Tuesday, June 16, 2009

A word of encouragement from the past...

I submitted queries to 3 different literary agents today. I decided to then get started cleaning up some more of my manuscript. In doing that I stumbled upon this blog. It took my breath away because it is as if August of 2006 Jami is speaking DIRECTLY to July of 2009 Jami. For those of you who know the details of today's disappointment, I think it will take your breath away too. I hope it ministers to you, wherever you are at today as much as it ministered to me.


written on August 2, 2006...

You know people CONSTANTLY say to me, "I don't know how you do it Jami." They're referring to the fact that I have four children (who are beautiful and sweet, but AMAZINGLY "precocious"), I work 20 - 30 hours per week from my home (while watching said children), I coach the (amazing and incredibly talented) FHS cheerleaders, and I teach fitness classes. I always tell them that I just love my life, and I love to keep busy. The truth is I love everything in my life so much: my husband, my children, my cheerleaders, cheerleading itself, working out, that I'd rather work myself into the ground than give any of it up. However, the past two weeks or so, I myself have been thinking, "I don't know how you do it Jami."

I am so past exhausted! Having all four of the kiddos at home is just killing me. If I leave them upstairs so I can get in some work, they just get into trouble. A few weeks ago Noah used up all of my Victoria's Secret body spray. I asked him what he used it for, "knockout gas" was the answer. He was playing Splinter Cell and the sprays were his knockout gas. So while I really don't like to wish time away, I am ANXIOUSLY anticipating the beginning of school this year.

Not only that but summer is just SUCH a crazy time. I think we've had only two weekends this whole summer when we didn't have something planned: weddings, graduations, cheer camps, family reunions, class reunions, church picnics.....our summer has been FULL.

Add to it the fact that I have a newborn; however, in all honesty she is the LEAST of my problems. Hannah is SERIOUSLY and HONESTLY the best baby in the world. For the past three and a half weeks, she has been sleeping through the night. She sleeps about 10 hours EVERY night! She's an absolute dream. I figure though that with all the broken toilets, perfume used as knockout gas, bald spots cut in hair, and urinating in places that are NOT the toilet, I deserve at least one easy one right now. There are short skirts and midriff-baring tops that she will undoubtedly torture me with later, so I'm glorying in the angelic season of her life now. I digress....so the point of this is I'm barely making it.

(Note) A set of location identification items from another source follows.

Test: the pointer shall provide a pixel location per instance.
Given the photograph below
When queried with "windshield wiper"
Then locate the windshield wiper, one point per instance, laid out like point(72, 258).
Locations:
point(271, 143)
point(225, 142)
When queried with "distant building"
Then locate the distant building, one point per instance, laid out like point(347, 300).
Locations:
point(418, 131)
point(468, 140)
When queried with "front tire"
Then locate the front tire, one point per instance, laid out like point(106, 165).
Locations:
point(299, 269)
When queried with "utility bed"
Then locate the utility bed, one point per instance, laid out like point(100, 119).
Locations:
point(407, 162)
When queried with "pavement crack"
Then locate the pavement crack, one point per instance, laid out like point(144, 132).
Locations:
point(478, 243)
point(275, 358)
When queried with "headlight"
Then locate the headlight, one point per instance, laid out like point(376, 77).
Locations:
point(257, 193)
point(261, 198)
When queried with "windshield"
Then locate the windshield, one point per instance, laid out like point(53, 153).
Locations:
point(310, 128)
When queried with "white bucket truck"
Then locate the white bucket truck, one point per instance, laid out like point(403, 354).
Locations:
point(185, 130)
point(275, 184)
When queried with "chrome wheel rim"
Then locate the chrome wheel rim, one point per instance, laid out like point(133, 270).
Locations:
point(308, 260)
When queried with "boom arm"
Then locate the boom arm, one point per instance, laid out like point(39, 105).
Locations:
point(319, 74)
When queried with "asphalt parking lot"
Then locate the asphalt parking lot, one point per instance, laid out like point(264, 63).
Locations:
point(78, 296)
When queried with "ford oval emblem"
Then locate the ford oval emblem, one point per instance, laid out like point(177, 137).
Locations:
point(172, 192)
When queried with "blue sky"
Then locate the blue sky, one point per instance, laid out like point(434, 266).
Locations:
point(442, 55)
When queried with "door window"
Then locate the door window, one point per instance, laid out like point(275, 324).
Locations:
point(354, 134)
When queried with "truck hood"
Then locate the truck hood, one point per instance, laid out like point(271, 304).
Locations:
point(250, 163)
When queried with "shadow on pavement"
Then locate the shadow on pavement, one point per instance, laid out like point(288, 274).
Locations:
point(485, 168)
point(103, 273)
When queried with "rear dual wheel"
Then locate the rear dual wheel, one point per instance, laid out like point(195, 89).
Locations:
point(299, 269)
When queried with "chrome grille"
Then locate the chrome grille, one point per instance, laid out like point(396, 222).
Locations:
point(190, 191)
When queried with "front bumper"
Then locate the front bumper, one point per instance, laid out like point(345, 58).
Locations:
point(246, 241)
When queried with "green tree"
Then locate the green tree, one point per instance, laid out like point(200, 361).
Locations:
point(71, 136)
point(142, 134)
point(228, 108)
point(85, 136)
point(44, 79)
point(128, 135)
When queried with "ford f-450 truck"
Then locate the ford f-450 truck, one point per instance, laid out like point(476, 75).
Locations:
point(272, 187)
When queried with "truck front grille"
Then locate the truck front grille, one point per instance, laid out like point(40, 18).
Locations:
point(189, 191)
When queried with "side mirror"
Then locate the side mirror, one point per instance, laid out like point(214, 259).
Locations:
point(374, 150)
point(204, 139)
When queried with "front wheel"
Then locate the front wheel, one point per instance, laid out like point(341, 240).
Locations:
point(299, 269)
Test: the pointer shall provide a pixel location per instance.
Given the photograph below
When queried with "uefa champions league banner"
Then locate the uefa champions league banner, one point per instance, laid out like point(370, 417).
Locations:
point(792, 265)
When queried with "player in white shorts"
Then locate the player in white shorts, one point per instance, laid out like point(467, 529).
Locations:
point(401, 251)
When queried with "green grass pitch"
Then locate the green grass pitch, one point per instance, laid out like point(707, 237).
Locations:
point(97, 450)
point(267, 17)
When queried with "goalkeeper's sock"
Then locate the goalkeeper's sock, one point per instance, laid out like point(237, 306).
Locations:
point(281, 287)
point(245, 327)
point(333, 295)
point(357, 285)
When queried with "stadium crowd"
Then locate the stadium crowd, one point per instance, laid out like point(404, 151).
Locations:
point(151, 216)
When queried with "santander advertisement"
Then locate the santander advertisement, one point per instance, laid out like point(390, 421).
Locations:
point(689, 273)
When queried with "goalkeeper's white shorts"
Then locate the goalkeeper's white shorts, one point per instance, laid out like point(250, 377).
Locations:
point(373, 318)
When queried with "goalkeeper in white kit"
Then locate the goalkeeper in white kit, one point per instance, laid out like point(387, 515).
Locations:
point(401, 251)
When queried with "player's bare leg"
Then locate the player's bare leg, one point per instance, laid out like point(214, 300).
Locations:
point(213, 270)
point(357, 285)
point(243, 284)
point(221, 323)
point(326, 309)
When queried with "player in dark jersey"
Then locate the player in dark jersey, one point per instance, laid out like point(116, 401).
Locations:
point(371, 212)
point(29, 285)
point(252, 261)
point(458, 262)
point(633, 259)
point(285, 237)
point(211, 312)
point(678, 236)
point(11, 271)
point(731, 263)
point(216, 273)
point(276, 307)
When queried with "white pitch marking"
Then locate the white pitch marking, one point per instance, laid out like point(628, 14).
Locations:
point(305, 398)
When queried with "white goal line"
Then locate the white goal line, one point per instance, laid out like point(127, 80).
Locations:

I'm at the end of myself, but gratefully I'm finding that, as in all things, in the midst of my self-induced insanity, God's Grace is enough to see me through. Right now that is all that's getting me through. That and the knowledge that before I know it we'll be in the throes of fall. Summer's craziness will have given way to my FAVORITE season: it will be time for cool, crisp air, sweaters, trips to the apple orchard, new school outfits and lunchboxes, football games, and pumpkins....they are all on the horizon. So if I can just hold on a little longer. If I can just make it through the sweltering heat, a class and a family reunion, if I can just keep the boys from burning down the house, I will make it to the promised land - FALL.

Now I know this is getting kinda long, but I can't end without a plug for my amazing Lord and Savior...this is true of all of life. I know things get tough. Life can really suck at times. But if we can just make it through the heartbreaks of this life, through the broken marriages, Leukemia, financial hardships, and other tragedies, we will make it to the promised land – HEAVEN! Where we'll be done crying and hurting and wailing. There will be nothing but joy, peace, and praising our Lord and Savior.

So hang on if your life is tough. Mine is too right now. Take the time today to thank God for the joy in your life...there is always some joy, even if it's hard to find. Mine isn't hard to find at all...in spite of my troubles and strain I am filled to capacity with joyful things: John, Noah, Jeremiah, Elijah, Hannah, Amanda, Amber, Alex, my mom, my dad, Jodi, Cori, Seth, Shawn, Alyssa, Luke, Savana, Grammas Hilly and Haugh, Shannon, Christina, Tracey, Nicole, Angie, Danielle, Megan, Whitney, Marki, Kayla, Cassie, Brittany, Vicky, Carol, Theresa, everyone of my myspace friends, all of my former middle schoolers, my amazing church, my God-filled pastor, my Jesus, my Jesus, my Jesus. Then after you thank Him, just hang on through your troubles, because before we know it, this hard world will be behind us and we'll be walking the streets of gold, praising our Savior for all eternity.

1 comment:

  1. So true. . . God's grace is enough. WHen we are at the end of ourselves, all we have to do is rest in HIM under his feathers. Rest in the Nest!